Punaniska (Finnish for "redneck") was a Finnish western comics comic strip drawn by Harri "Wallu" Vaalio and written by Rauli "Rallu" Nordberg between 1990 and 1993.

==Concept==
Punaniska was set in the Wild West, much like Belgian comic Lucky Luke, but even less serious. While Lucky Luke revisited factual events in Wild West history, Punaniska mostly had completely fictional stories, most of which were absurdly humorous.

Despite depicting a unilingually English culture, the comic was unilingually Finnish. A great deal of its humour depended on Finnish puns that were difficult, if not impossible, to translate into foreign languages. Still, one album was published in Germany in 1993.

The comic began in the Finnish newspaper Helsingin Sanomat, replacing an earlier Finnish comic strip called Taneli, a comic about a kindergarten-aged boy. It quickly rose in popularity and spawned fifteen comic book albums, which featured Punaniska comics drawn also by other Finnish artists (and some others, too, like Hunt Emerson from Birmingham, England), and articles about the American Wild West.
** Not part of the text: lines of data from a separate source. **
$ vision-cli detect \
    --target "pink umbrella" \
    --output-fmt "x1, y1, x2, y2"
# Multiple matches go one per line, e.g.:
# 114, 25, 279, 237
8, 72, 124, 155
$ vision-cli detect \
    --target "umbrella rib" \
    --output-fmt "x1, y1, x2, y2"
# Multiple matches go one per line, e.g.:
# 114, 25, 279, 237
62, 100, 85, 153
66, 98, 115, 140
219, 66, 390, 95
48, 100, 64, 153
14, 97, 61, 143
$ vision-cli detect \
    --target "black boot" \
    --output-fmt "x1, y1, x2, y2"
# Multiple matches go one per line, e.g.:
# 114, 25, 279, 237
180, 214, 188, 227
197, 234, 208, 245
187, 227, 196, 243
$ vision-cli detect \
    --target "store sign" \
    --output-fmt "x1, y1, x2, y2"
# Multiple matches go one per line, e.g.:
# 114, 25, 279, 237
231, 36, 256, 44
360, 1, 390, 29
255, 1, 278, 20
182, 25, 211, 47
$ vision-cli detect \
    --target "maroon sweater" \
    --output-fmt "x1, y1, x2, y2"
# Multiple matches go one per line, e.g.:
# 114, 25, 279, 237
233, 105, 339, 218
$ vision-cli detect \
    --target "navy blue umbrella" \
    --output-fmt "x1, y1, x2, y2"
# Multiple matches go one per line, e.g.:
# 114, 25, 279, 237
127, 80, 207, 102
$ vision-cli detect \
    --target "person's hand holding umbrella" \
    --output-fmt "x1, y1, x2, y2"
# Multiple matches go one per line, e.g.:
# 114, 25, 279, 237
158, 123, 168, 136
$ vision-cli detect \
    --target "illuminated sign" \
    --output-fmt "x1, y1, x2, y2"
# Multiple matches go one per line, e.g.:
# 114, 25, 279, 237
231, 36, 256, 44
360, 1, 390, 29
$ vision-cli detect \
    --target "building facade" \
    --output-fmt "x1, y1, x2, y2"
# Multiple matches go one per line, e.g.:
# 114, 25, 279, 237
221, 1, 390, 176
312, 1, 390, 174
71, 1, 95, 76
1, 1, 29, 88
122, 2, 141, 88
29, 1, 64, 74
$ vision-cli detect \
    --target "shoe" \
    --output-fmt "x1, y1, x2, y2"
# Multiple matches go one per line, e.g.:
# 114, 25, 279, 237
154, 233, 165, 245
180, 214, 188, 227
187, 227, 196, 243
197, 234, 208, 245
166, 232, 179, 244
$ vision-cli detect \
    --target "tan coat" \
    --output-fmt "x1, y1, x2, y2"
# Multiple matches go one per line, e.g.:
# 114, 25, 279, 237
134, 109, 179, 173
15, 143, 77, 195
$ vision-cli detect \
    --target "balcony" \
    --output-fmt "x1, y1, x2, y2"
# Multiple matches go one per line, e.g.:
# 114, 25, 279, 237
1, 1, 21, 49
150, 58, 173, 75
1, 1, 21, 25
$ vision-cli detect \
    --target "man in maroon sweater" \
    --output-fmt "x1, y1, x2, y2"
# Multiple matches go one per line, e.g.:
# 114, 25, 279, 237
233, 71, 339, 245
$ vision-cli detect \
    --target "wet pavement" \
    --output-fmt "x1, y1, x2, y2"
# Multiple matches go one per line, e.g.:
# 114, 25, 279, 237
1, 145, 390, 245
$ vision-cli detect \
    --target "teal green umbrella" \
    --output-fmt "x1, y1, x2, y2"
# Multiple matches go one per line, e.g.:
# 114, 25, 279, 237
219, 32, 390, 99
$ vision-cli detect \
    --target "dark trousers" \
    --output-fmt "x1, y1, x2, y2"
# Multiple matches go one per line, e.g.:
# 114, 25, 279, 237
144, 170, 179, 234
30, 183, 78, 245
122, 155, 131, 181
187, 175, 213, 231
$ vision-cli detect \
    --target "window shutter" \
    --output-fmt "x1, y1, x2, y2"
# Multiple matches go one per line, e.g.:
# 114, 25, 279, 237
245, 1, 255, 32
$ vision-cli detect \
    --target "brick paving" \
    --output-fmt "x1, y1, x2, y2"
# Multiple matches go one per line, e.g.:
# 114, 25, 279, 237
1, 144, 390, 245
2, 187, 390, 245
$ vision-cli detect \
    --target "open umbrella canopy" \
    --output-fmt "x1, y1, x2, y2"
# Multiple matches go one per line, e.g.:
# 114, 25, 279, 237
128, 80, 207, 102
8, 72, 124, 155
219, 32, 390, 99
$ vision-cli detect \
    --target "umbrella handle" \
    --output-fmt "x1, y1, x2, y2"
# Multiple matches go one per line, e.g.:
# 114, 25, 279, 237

In 2003 it started again, now in a small Finnish golf magazine called "Gaddie-magazine". This new comic strip is called Viheriöiden Punaniska "Redneck on the Green" and here Punaniska plays the old Western style golf.

==Characters==
- Punaniska : The main character. Modelled after Rauli Nordberg, writer of this comic strip, Punaniska was a stereotypical "rough and tough" cowboy. He had a taste for whiskey and women, and an itchy trigger finger. His most notable characteristic was his poor personal hygiene.
- Dolly : A beautiful woman whom Punaniska lusted after. The relation was mostly (but not entirely) one-directional, as Dolly didn't care much for Punaniska. Dolly's profession was apparently a singer at a saloon.
- Calamity Jane : In the comic, Calamity Jane was an ugly old woman who lusted after Punaniska. Because of her appearance, Punaniska despised her, and did everything he could to get away from her. However, like the real Calamity Jane, the character was good with a shotgun and had ways of getting her man.
- Billy the Kid : Like Lucky Luke, the comic emphasised "the Kid" aspect, carrying it even further. Where the Billy the Kid in Lucky Luke was a pre-teenaged brat, the Billy the Kid in Punaniska was an infant, who hadn't even learned to walk yet. He talked in baby-talk, pronouncing "R" as "L" (which led to some untranslatable Finnish puns), and was sometimes overruled by his mother.
- Törttö-Bill : A wannabe cowboy, with good intentions, but had a serious lack of intelligence. He wore a raccoon hat.
- Psycos-Bill : An outlaw, famous for the duels he had fought. At one time he showed his revolver gun, whose handle had dwindled to almost nothing due to all the notches he had carved.